I watched the 1994 movie of The Shadow the other day. It was fun enough, I suppose (Tim Curry is always a treat), but did not do much justice for the lead character. This book - his first appearance in written form, I believe - does, perhaps because it takes just about the exact opposite approach with him.
The movie has The Shadow himself as the main hero and point-of-view, telling us everything there is to know about him and his background and showing mostly everything of him as he does it. In this book he's rarely shown, pretty much never identified until much after the fact, fully maintaining his mysterious reputation and grim aura. A lot of times you suspect he might be around in a given scene, in disguise or hiding in shadows, but most of the time you're never given any answer one way or the other. It's spooky and pretty great, and I'm taking notes for my personal use later, maybe.
The actual main character is Harry Vincent, whom The Shadow pulls off the suicide bridge and immediately recruits. I thought that he accepted his new lot in life pretty quickly, but then, if I were to ever contemplate suicide as the other option, perhaps I would too. I thought he was fairly bland and also ended up relying on good luck, or caught up by bad, a time too often.

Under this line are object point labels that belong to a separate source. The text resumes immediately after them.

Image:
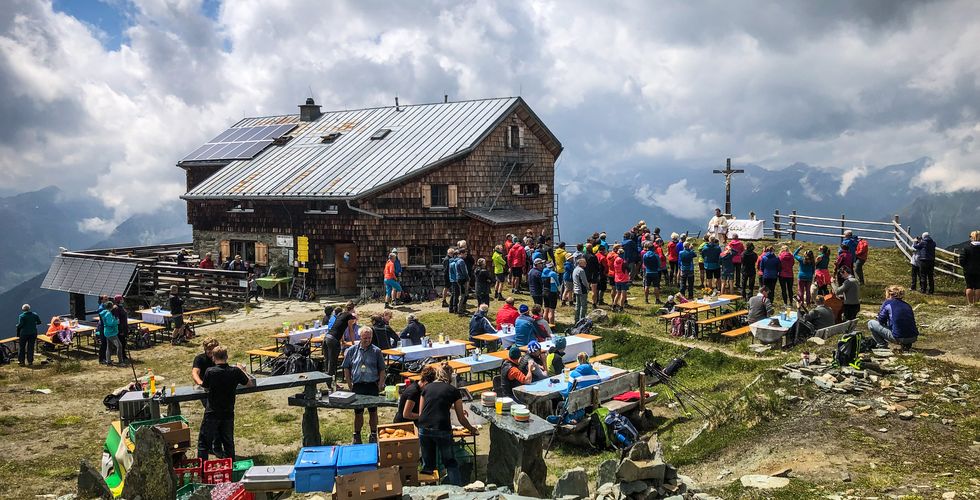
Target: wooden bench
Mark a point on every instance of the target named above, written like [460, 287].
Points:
[480, 387]
[257, 355]
[736, 333]
[57, 347]
[212, 313]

I had a lot more fun with the crooks, their stupid schemes, and trying to spot The Shadow among them spying on them and foiling them before they even know of it.
On the other hand, the prose was unremarkable and uninteresting, even bland. There was a fair amount of good description about light and shadow in any given scene, which was rather necessary given the name character's gimmick and powers, but outside of that it mostly focused on describing things and events and thoughts as they happened, without trying anything fancy. It's usually not one of my main priorities or gripes, but I do think that the story and the world as a whole ended up rather suffering for it. Perhaps later books improve this, perhaps not: I'll find out.
It's a pretty decent beginning, on the whole. Nothing special, but nothing so terrible that I would not drop the series entirely with just this one book under the belt.